Am I too tight down there?
For the first couple of years of my Pilates journey I assumed that the best way to a healthy pelvic floor was to squeeze and hold as often as possible.
When I was walking, driving, riding my bike, standing at the supermarket check out and practicing my Pilates I was diligently lifting my new found Pilates muscles and holding the contraction thinking that my pelvic floor strength was the answer to everything.
After all, I was going to pIlates classes and my instructor kept cueing me to ‘lift up pelvic floor’ in every exercise we did. Surely she knew what she was talking about?!?
I took this ‘expert’ information into my first couple of years of teaching and I too instructed my students to ‘squeeze’ their pelvic floor at every given exercise. I never took into account what the health of their pelvic floor was already and I thought I was doing service to all of these women who wanted to ‘strengthen their core’.
Fast forward 10 years and my teaching style has changed dramatically. I now truly understand pelvic floor function and I know that my instruction can improve or damage the pelvic floor health of my students.
Just like any muscle in our body, the pelvic floor is not designed to be contracted all the time. Think of your bicep (upper arm). If you want to get stronger in your bicep do you walk around all day long with it switched on? NO! This would fatigue the muscle and cause strain and stress. To strengthen any muscle we want to work it dynamically, with other muscles in my body in a way that creates functional tone that is strong and has endurance. We want our muscles to have depth of tone, elasticity and the ability to relax. All of this is important for function.
Also, when I want i.e. my arm muscles to work, I don’t talk to them. I don’t say ‘okay bicep, lets switch on’. Instead, I move in a way to make the bicep work. I pick something up and bend my elbow, while keeping my shoulders in good alignment. And, wallah – my bicep contracts just like that. I would only have to ‘talk’ tp my bicep if it did not function properly.
The same is true with my pelvic floor. It will switch on when required and relax when appropriate. A muscle needs to be in a normal resting state in order for the muscle to generate appropriate and needed counter force during sport or aerobics. I only cue my client to actively connect with their pelvic floor if they are clinically lax, have had abdominal surgery or recently given birth.
The function of pelvic floor is:
bladder control
support internal organs
assist with pelvic lumbar stability
There is a difference between switching on or squeezing and feeling or being aware. You may be aware of your pelvic floor then and if you are being challenged you may feel a connect deeper or longer creating endurance tone, but you certainly shouldn’t have to walk around all day long ‘sucking up’ your pelvic floor. This will not strengthen it and may in fact create a hyper tonic or over toned pelvic floor. So, what does this mean?

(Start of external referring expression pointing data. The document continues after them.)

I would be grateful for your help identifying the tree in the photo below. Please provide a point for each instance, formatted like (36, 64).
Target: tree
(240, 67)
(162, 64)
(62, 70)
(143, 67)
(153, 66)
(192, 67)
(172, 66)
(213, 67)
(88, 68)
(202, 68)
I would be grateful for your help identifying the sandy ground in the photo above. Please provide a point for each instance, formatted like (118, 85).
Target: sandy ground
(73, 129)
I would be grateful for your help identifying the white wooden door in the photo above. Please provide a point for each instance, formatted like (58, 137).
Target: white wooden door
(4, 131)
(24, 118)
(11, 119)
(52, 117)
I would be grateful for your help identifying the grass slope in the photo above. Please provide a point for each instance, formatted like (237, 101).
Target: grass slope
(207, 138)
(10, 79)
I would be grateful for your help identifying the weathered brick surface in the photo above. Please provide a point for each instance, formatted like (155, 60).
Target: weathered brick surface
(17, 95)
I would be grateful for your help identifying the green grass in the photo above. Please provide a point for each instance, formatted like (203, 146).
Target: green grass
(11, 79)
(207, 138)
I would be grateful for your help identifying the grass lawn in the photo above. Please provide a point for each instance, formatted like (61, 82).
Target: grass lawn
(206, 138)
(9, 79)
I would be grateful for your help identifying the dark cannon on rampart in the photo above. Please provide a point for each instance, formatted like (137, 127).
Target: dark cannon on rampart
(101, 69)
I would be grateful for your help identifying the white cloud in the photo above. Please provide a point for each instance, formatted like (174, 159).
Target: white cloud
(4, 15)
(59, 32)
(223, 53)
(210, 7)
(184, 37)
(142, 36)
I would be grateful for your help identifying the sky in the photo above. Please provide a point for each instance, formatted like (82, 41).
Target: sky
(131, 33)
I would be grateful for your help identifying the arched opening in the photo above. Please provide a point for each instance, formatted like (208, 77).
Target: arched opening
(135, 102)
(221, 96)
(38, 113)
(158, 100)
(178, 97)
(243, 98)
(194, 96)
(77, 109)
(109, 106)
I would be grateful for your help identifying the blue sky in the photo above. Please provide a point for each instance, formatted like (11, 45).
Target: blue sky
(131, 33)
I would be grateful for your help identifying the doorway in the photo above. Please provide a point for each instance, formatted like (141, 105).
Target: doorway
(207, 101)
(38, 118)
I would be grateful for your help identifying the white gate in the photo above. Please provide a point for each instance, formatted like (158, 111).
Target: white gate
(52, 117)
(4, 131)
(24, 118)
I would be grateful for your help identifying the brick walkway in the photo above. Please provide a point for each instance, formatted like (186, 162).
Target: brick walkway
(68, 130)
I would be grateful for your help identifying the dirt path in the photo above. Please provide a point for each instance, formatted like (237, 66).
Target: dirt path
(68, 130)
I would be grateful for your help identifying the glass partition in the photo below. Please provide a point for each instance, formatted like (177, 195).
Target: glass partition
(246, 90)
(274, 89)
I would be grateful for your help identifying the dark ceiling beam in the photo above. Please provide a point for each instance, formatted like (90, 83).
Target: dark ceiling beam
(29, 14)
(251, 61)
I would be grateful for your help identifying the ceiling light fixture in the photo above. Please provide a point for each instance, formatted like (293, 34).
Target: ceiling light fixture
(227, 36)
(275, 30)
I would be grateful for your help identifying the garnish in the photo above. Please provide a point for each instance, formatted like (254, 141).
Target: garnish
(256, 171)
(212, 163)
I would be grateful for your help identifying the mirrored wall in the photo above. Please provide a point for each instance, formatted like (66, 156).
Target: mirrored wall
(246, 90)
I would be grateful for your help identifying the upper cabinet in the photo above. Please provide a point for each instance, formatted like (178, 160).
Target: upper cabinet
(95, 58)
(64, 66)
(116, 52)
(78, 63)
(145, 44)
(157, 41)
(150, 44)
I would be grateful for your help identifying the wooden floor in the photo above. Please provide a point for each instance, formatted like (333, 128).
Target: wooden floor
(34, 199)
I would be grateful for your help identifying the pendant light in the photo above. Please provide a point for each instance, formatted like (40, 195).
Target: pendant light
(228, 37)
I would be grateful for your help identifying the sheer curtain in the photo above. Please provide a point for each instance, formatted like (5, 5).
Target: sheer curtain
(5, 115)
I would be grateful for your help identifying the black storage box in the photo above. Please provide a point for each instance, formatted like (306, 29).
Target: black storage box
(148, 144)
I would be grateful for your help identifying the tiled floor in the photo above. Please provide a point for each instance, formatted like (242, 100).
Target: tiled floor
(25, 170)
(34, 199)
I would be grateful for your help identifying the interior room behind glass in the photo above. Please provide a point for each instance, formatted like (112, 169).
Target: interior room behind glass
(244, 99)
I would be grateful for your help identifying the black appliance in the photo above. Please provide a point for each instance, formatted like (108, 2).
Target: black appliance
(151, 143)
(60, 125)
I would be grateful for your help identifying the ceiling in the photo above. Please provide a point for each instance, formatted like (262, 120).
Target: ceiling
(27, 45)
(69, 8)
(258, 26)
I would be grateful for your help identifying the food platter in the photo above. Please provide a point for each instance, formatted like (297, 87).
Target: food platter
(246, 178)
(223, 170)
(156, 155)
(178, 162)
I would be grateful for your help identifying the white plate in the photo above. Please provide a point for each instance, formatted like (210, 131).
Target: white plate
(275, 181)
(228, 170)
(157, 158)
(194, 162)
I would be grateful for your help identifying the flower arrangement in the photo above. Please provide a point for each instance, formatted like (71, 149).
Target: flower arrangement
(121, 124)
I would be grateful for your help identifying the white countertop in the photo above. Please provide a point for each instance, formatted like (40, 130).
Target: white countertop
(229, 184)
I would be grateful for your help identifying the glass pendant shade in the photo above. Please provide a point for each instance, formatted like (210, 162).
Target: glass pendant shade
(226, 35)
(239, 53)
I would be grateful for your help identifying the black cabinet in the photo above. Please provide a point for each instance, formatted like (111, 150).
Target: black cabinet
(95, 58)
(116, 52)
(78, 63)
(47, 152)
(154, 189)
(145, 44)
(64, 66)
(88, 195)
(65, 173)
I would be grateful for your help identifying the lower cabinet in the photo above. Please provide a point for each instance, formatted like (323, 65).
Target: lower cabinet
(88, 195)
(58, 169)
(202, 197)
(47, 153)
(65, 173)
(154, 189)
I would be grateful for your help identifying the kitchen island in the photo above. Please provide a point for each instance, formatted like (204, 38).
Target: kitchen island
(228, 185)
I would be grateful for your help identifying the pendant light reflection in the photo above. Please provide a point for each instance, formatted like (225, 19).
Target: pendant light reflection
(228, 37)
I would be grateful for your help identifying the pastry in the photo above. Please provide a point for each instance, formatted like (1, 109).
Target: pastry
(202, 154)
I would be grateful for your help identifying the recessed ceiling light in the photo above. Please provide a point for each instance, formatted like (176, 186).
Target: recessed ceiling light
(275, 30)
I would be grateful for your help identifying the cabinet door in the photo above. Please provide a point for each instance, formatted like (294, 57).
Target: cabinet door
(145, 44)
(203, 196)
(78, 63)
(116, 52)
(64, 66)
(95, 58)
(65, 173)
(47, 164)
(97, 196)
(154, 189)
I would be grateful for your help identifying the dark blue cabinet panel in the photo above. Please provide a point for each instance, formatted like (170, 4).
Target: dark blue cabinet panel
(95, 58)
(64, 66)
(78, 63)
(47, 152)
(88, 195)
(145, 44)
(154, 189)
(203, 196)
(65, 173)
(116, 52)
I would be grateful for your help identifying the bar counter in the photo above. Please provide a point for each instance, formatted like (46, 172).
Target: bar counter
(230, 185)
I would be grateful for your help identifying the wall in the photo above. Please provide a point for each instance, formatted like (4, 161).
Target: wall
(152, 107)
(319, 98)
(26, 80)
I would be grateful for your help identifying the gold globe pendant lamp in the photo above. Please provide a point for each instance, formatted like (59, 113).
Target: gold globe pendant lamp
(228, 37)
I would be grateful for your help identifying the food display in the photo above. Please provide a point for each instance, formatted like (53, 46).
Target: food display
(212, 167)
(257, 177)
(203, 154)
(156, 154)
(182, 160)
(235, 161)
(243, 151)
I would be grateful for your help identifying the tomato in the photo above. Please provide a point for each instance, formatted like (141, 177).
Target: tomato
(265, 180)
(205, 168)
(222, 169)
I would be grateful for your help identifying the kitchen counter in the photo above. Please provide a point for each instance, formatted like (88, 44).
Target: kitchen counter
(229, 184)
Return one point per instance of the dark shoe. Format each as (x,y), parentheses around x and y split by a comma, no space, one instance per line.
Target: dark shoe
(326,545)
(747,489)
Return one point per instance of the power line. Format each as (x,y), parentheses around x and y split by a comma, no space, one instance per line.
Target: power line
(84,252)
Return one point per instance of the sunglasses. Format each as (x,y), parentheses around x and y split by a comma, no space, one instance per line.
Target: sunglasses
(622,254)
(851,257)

A hypertonic pelvic floor is associated with:
- constipation
- frequency or urgency to urinate
- pelvic pain
- poor endurance tone
- pelvic instability
- painful intercourse
- endometriosis
- upper body weakness
- acidic bladder environment resulting in frequent UTI’s
Whats the solution?
Pilates exercises, when performed correctly and with mindful intention on movement will strengthen your pelvic floor. No ‘sucking up’ required.
– Focus on pelvic, lumbar stability and perfecting each movement ie when you lift your legs to table top your pelvis and lower back should maintain a neutral position – thats your deep core’s job including pelvic floor.
– Pilates exercises when performed properly look beautiful. If your movement is uncontrolled, too fast or sloppy, you are not allowing your body to connect with the correct muscles.
– Slow down, breathe and reduce the load.
– If you are using a machine, it should be moving at a smooth, even pace. The tension should stay the same when you are moving in both directions ie, the ropes are never lax.
– Be aware of your pelvic floor tone during movement and feel how it increases and decreases depending on what you are doing but realise that you do not need to ‘squeeze or suck it up’ for it to work effectively.
- Pelvic floor tone can not be seen by your instructor so if your abdominals are sucking in that your tummy is moving you are doing it wrong.
- Practice relaxing your pelvic floor. You want to work on normalizing the muscle tone first through lengthening or relaxation exercise for the pelvic floor.
- Inhale to prepare – exhale draw up pelvic floor over 5 seconds – inhale – exhale relax pelvic floor over 5 seconds – inhale – exhale relax pelvic floor even more (without baring down) over 5 seconds – repeat x5
– Group classes assume correct pelvic floor tone and function so if you are weak in your pelvic floor (over toned or low tone) then you need some one on one attention to rectify the issue.
– If you have any of the above signs, book in with a pelvic floor specialist and get an internal assessment.